命令行界面
Flink provides a Command-Line Interface (CLI) bin/flink
to run programs that are packaged as JAR files and to control their execution. The CLI is part of any Flink setup, available in local single node setups and in distributed setups. It connects to the running JobManager specified in conf/flink-config.yaml
.
Job Lifecycle Management
A prerequisite for the commands listed in this section to work is to have a running Flink deployment like Kubernetes, YARN or any other option available. Feel free to start a Flink cluster locally to try the commands on your own machine.
Submitting a Job
Submitting a job means uploading the job’s JAR and related dependencies to the Flink cluster and initiating the job execution. For the sake of this example, we select a long-running job like examples/streaming/StateMachineExample.jar
. Feel free to select any other JAR archive from the examples/
folder or deploy your own job.
$ ./bin/flink run \
--detached \
./examples/streaming/StateMachineExample.jar
Submitting the job using --detached
will make the command return after the submission is done. The output contains (besides other things) the ID of the newly submitted job.

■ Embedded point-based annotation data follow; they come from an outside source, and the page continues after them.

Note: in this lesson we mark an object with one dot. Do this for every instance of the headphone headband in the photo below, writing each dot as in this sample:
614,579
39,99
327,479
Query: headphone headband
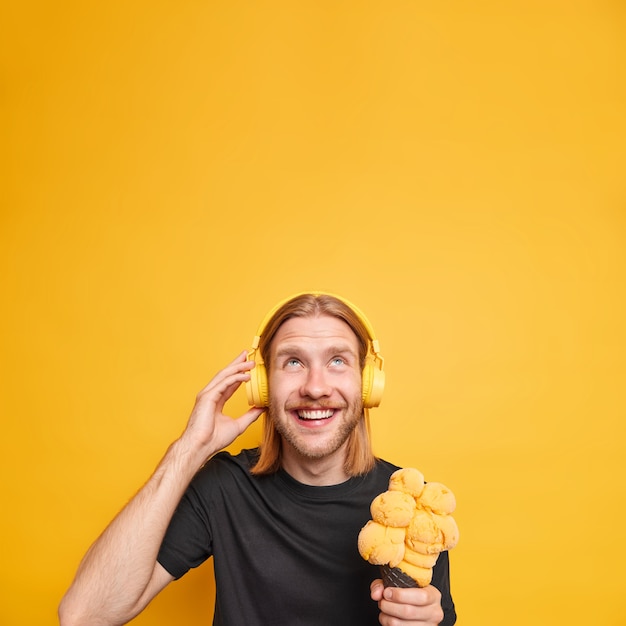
363,319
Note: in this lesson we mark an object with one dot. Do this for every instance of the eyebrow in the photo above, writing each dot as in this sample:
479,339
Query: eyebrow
288,349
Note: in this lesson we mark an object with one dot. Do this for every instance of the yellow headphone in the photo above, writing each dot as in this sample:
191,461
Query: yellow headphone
373,376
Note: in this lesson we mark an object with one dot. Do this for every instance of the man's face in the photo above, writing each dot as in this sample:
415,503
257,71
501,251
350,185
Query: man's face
315,384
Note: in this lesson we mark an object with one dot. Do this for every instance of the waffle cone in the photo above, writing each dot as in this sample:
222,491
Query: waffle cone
395,577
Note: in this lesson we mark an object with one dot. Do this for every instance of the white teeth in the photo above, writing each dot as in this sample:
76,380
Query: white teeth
315,415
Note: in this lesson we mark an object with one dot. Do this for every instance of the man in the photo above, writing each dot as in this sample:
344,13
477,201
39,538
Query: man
281,522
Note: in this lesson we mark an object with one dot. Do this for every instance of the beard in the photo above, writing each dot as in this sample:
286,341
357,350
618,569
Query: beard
311,446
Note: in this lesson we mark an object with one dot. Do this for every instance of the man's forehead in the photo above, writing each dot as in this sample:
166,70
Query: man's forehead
315,328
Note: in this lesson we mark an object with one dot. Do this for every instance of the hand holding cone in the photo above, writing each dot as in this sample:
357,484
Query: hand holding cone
411,524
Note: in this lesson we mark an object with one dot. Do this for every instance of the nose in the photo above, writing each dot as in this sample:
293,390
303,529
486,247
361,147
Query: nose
315,384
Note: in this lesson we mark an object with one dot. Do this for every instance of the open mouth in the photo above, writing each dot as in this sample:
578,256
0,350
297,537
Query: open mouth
310,415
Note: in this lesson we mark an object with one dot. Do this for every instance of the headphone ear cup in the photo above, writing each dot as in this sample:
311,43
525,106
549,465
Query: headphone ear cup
373,383
257,387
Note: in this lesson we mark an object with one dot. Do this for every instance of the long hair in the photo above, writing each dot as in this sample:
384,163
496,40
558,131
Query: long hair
359,457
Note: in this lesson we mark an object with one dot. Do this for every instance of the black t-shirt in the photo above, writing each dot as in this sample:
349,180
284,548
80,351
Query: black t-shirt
285,553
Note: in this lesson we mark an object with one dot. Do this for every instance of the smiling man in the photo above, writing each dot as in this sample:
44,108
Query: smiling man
281,521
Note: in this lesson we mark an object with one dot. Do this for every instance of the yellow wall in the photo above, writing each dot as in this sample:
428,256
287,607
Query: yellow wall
171,170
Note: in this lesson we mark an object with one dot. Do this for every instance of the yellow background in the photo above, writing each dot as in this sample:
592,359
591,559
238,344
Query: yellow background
171,170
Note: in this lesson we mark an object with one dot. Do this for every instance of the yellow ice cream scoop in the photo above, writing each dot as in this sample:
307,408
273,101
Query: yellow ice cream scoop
393,508
410,526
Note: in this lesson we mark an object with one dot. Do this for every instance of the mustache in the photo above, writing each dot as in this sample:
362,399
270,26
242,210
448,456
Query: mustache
314,405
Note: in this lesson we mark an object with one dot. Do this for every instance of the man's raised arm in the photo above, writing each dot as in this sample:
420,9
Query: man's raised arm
120,574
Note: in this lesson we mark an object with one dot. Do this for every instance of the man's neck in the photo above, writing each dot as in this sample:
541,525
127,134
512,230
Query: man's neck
316,472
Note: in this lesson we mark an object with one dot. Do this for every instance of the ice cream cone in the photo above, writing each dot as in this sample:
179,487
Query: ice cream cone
395,577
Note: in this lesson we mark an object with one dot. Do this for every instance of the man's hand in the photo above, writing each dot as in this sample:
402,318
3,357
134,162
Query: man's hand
417,606
208,428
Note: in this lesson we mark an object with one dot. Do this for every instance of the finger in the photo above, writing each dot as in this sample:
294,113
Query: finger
233,374
249,417
239,364
376,590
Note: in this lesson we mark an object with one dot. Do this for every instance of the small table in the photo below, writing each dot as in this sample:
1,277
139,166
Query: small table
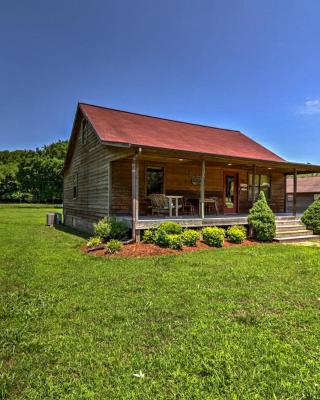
171,198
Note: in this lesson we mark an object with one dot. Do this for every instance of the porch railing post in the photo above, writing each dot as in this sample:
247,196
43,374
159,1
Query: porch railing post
253,183
294,205
202,188
135,195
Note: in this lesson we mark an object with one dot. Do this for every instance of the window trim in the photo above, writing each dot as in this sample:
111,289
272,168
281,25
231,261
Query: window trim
160,167
75,186
84,131
259,185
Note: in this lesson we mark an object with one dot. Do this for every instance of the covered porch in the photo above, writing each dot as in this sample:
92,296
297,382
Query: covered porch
198,190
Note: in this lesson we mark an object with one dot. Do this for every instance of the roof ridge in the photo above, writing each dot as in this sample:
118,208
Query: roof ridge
164,119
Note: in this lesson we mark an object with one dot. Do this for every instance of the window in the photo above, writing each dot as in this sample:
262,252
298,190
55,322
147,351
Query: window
262,182
84,131
75,186
154,180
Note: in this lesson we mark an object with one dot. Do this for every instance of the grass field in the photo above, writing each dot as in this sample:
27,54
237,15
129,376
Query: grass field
236,323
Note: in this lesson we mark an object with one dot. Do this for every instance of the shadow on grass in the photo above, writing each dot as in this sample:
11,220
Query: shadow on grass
72,231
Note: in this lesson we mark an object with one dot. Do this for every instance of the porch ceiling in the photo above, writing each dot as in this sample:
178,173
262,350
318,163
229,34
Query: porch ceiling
157,155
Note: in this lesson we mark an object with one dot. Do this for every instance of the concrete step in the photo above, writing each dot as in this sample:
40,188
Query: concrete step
286,228
301,232
303,238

Usage with built-in data generator: StateMachineExample [--error-rate <probability-of-invalid-transition>] [--sleep <sleep-per-record-in-ms>]
Usage with Kafka: StateMachineExample --kafka-topic <topic> [--brokers <brokers>]
Options for both the above setups:
[--backend <file|rocks>]
[--checkpoint-dir <filepath>]
[--async-checkpoints <true|false>]
[--incremental-checkpoints <true|false>]
[--output <filepath> OR null for stdout]
Using standalone source with error rate 0.000000 and sleep delay 1 millis
Job has been submitted with JobID cca7bc1061d61cf15238e92312c2fc20
The usage information printed lists job-related parameters that can be added to the end of the job submission command if necessary. For the purpose of readability, we assume that the returned JobID is stored in a variable JOB_ID
for the commands below:
$ export JOB_ID="cca7bc1061d61cf15238e92312c2fc20"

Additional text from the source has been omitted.